Reach for the Light

Story

Captive’s Resolve, part 1

Welcome to the first installment of Captive’s Resolve, a gripping fantasy tale that delves into the depths of resilience, hatred, and the enduring spirit of freedom. This freewriting piece sets the stage for a story filled with tension, mystery, and the complexities of a world where power dynamics and cultural clashes shape the lives of its characters. As the narrative unfolds, spanning 2000-4000 words, we’ll journey with Reheia, a prisoner of the cruel rasayak, as she navigates her captivity and the internal struggle for liberation. This is just the beginning, and there’s much more to come—stay tuned to discover where Reheia’s path will lead.

She looked up, her eyes scrunching in pain at the sudden light. He flesh felt raw and stretched too thin over her bones, her muscles creaking as she shifted onto her knees in anticipation. She knew what was coming.

It was always the same. She had been in this spot many a time. They were predictable – the rasayak – the despicable whoresons. She hated them with a passion, a black unwieldy wave of loathing rising in her tamai, her throat tightening with bile, at the sight of her captors. She could hardly access her taimai these days, but the hatred still shone through the cracks of the bond. They had fed on her too long. She was sure that her day would come soon; when she would close her eyes, take her last breath and reopen her soul, now free, to her tamai, her beloved. She was looking forward to it.

They were coming now, the rough boots of their sailor garb, making harsh thumps in the silent world where she dwelled. It was a new one, it looked young, its neck long like the others, but pale, its thick square reptilian face hiding a nervousness she had rarely seen from these creatures. She turned her face up, her chin raised and contempt clear in her face.

“Gartruda fila humtei jognd furi,” it muttered, its tone unsure, a little shaken.

They always spoke in their strange guttural tongue, never in the Amirai, the common tongue of the Megayn.

She wondered if the barbarians even knew how to speak it, were even able to, with their long jaws and hideous necks, perhaps they did not have vocal cords able to form the delicate sounds of Amirai. T’was all for the better, she decided, she would have hated to listen to them butcher her mother tongue with their vile maws anyway.

She shook her head and replied in the same tongue, her mouth clumsy around the words and not quite as sharp as the natives, “Furin un Granada sin borok.” She confirmed that she was ready to comply with their demands, as she always did. This was her yoke, she always gave them her pshychaeia willingly. They hadn’t had to force her since the second time – she was their willing farm animal, their slave, but she was rewarded for it.

It was the same as always. The rasayak male, they were always male, she knew, none of their females was ever let out of the walls of their hideous red city, moved to sit in front of her and then grabbed her head with its massive talons. This one was graceless enough that it sliced her ear; leaving a line of red trailing down her neck. It gasped and mumbled a “Kruinmas,” under his breath, flinching away and re-centering his hands.

She burst into laughter at his apology, a fierce wild grin on her face, which made him flinch. “Chantara achtun, dog.”  She ordered him to continue, insulting him in Amirai while doing so.

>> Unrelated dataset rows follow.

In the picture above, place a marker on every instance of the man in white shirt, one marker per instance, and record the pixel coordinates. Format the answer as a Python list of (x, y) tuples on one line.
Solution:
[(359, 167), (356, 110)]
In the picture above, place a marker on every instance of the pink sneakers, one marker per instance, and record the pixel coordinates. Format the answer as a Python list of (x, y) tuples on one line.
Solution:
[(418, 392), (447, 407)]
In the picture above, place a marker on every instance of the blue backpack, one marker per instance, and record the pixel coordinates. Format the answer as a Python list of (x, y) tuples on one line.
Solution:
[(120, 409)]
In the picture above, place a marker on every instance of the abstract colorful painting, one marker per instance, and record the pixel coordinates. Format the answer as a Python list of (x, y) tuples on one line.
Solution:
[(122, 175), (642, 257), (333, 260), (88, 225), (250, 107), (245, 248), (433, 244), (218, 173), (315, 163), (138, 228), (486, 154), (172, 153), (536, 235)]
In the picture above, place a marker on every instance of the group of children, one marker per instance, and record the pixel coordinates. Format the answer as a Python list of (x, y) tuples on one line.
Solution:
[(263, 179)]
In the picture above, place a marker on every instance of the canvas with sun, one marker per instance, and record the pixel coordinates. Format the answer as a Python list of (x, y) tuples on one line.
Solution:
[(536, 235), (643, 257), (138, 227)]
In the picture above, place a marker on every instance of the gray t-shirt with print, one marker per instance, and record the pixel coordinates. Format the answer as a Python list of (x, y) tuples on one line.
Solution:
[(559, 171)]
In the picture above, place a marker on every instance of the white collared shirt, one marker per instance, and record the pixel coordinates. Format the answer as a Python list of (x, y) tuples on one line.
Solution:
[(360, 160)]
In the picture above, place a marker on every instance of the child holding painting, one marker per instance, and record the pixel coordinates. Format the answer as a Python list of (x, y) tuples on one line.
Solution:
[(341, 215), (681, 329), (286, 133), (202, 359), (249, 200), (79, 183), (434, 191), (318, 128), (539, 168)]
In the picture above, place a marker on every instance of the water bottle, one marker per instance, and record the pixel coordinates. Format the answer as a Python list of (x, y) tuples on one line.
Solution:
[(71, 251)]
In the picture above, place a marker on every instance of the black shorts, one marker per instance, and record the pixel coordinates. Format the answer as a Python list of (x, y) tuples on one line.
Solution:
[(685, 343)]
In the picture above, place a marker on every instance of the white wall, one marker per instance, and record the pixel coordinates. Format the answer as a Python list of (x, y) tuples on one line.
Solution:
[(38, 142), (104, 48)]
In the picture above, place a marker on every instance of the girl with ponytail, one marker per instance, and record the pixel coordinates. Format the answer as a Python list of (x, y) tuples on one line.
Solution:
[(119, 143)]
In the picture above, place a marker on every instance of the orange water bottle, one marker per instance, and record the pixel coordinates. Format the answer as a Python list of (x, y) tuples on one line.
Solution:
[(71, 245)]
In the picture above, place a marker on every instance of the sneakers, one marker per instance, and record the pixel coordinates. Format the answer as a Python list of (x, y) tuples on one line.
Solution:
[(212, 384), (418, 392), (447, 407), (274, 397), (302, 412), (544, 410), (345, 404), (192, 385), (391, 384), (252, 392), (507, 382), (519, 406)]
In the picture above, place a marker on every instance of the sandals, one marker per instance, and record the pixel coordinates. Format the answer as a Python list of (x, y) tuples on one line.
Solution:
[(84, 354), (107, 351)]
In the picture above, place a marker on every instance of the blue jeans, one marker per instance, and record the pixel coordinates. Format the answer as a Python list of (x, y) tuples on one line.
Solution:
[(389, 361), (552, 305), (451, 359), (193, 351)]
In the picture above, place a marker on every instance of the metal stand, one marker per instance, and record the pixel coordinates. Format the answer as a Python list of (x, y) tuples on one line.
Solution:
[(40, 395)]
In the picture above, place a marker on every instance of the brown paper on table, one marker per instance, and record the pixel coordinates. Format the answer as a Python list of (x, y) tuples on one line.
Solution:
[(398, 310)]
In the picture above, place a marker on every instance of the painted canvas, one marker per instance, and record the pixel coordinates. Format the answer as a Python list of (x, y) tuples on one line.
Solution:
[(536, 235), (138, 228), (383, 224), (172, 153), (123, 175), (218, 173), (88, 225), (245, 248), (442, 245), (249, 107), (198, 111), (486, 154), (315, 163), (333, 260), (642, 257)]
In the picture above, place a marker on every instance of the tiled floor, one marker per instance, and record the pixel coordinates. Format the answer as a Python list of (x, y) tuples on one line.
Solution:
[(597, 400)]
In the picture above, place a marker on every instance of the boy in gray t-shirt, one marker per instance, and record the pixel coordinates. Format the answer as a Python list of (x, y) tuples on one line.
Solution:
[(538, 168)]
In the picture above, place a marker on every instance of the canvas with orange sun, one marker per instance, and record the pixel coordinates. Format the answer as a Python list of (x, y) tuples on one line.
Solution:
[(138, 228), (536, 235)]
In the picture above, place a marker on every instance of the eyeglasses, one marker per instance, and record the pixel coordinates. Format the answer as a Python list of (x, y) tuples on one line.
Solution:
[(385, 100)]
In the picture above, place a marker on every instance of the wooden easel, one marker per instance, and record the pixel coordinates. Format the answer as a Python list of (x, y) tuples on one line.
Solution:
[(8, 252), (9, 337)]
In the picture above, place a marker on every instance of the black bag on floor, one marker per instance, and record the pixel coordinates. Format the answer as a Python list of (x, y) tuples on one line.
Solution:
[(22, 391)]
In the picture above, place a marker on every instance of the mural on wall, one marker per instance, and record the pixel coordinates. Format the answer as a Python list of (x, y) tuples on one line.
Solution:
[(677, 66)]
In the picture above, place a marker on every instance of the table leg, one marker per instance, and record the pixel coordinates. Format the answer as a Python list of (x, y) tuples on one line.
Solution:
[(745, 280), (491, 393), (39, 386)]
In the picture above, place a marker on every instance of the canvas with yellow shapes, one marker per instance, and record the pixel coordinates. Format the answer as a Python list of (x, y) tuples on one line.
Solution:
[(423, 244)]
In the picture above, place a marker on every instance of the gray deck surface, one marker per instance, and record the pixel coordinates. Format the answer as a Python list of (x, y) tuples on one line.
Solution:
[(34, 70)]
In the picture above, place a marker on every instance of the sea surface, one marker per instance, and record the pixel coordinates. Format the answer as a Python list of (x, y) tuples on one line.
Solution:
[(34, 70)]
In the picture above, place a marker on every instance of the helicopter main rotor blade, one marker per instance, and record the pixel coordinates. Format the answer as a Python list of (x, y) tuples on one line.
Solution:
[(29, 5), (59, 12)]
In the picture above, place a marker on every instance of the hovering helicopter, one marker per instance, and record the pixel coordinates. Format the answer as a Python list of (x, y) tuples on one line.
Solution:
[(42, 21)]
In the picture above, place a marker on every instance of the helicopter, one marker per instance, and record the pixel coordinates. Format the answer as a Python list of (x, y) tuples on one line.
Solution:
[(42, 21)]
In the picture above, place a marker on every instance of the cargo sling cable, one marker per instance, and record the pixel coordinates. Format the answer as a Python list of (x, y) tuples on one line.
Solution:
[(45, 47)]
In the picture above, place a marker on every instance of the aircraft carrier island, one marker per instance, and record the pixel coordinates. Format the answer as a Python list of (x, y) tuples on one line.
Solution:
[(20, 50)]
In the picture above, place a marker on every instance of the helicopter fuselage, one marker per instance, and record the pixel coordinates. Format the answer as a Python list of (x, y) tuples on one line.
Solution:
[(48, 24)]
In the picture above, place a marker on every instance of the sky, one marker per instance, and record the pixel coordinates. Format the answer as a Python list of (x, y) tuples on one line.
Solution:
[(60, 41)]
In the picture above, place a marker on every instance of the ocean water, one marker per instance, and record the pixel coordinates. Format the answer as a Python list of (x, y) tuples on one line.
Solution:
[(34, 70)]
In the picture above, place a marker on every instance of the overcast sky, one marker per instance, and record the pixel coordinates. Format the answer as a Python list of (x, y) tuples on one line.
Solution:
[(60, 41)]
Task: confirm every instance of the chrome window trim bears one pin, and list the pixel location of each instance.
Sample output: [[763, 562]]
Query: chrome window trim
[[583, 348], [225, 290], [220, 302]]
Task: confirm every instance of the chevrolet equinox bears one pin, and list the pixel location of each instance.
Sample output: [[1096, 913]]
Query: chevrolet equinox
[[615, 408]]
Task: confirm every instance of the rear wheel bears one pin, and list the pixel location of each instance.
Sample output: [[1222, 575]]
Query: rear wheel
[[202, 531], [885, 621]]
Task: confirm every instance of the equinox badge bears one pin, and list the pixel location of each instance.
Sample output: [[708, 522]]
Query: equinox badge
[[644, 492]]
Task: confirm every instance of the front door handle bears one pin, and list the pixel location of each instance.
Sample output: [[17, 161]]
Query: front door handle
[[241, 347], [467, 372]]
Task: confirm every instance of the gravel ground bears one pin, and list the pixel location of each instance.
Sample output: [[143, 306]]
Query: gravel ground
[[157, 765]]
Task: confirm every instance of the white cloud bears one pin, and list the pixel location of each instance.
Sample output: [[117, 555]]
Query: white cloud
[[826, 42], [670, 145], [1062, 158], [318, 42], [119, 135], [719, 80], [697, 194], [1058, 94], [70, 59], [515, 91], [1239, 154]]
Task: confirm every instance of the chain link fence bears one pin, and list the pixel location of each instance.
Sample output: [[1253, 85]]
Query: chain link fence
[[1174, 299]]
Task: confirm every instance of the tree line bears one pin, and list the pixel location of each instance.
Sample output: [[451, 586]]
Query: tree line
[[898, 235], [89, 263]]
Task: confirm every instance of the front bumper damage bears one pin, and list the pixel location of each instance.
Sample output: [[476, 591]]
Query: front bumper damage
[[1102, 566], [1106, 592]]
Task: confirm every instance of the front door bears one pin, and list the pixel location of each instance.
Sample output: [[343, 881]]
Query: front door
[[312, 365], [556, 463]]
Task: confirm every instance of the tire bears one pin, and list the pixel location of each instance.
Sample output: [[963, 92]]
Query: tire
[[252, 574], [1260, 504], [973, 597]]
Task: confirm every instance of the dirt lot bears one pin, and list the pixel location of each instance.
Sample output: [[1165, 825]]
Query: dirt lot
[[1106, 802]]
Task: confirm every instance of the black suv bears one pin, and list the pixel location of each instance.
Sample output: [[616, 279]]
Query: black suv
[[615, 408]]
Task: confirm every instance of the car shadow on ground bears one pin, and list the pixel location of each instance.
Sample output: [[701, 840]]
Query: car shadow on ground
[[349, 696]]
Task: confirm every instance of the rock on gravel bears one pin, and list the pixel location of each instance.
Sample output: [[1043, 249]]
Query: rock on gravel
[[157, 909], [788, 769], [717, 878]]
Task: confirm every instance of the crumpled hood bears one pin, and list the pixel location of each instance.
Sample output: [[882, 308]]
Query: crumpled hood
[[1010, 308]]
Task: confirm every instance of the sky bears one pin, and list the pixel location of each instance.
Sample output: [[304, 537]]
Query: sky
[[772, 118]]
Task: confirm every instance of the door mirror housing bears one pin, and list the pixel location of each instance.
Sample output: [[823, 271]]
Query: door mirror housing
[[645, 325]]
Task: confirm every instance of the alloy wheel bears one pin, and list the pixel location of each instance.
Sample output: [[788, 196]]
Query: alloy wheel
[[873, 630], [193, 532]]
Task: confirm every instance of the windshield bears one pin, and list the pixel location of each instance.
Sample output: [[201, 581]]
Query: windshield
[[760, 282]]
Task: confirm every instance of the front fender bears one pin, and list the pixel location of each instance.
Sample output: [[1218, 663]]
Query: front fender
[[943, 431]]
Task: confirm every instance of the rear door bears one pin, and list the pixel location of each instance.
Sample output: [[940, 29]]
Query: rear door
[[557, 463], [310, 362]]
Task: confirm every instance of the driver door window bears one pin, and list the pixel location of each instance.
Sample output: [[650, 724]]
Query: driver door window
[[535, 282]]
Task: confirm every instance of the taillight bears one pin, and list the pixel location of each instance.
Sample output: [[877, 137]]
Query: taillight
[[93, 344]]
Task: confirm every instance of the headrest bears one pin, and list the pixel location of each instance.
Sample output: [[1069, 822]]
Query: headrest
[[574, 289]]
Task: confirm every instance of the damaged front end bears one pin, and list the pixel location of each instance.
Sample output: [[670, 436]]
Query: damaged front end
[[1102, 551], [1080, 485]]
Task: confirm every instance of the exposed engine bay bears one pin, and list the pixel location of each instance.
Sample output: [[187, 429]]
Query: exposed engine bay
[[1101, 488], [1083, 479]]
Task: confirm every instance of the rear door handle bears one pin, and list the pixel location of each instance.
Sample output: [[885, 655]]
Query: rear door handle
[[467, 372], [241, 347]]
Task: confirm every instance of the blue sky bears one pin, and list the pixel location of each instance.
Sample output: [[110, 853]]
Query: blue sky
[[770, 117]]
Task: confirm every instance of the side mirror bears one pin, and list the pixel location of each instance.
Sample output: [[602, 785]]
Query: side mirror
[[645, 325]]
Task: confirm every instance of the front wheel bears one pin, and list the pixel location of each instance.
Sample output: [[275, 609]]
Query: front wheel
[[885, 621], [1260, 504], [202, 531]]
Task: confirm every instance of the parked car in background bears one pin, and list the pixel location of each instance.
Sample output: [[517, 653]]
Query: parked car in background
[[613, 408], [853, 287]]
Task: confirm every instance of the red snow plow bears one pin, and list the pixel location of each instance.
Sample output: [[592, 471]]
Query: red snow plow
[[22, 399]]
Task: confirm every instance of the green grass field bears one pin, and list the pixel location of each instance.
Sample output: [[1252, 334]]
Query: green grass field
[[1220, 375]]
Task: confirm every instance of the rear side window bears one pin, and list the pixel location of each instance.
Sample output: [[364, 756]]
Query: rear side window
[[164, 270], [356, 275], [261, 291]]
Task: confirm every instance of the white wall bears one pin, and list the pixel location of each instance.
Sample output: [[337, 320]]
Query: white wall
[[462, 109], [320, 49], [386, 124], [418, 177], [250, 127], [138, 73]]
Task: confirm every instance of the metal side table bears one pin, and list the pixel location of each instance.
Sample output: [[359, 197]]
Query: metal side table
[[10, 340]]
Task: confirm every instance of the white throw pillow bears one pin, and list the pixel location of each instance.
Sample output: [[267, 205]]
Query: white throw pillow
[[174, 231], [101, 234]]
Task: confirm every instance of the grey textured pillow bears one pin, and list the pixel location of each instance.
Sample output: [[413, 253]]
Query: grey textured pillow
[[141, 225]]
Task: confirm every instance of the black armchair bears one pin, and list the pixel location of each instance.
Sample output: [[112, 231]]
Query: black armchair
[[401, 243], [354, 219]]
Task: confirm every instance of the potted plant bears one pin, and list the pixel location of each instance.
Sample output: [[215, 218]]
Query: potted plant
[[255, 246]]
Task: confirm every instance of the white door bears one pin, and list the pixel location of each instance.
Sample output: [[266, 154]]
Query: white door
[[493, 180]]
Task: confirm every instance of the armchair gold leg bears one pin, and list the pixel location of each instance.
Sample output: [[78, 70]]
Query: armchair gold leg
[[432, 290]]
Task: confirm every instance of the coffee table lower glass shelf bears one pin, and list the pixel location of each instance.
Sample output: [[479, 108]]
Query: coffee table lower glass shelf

The gall of this creature, this fleabitten mongrel, this parasite, to act like a decent being while he reaped her pshychaeia for his own benefit, she would not spit on him if he was burning to death. The rasayak were all scum.

It continued and she gasped as her pshychaeia was activated and started swirling from her belly into her torso and up to her head, it leaked out of the orifices of her face, through her nose, her ears, her mouth into his open maw. Tears came to her form the pain, knives digging to her skull, a deep hole punched somewhere near her lungs, making it difficult to breathe. But Reheia did notice any of it, the pain was secondary. They had blocked her access to pshychaeia, with their collar and so this was the only time she could access it, the only way she could touch the golden healing light of her tamai. She focused with all her might on her tamai, to the exclusion of all else, she didn’t know how long it went on, but during that time she rested her mind in the embrace of the mighty bright golden stag that was her tamai.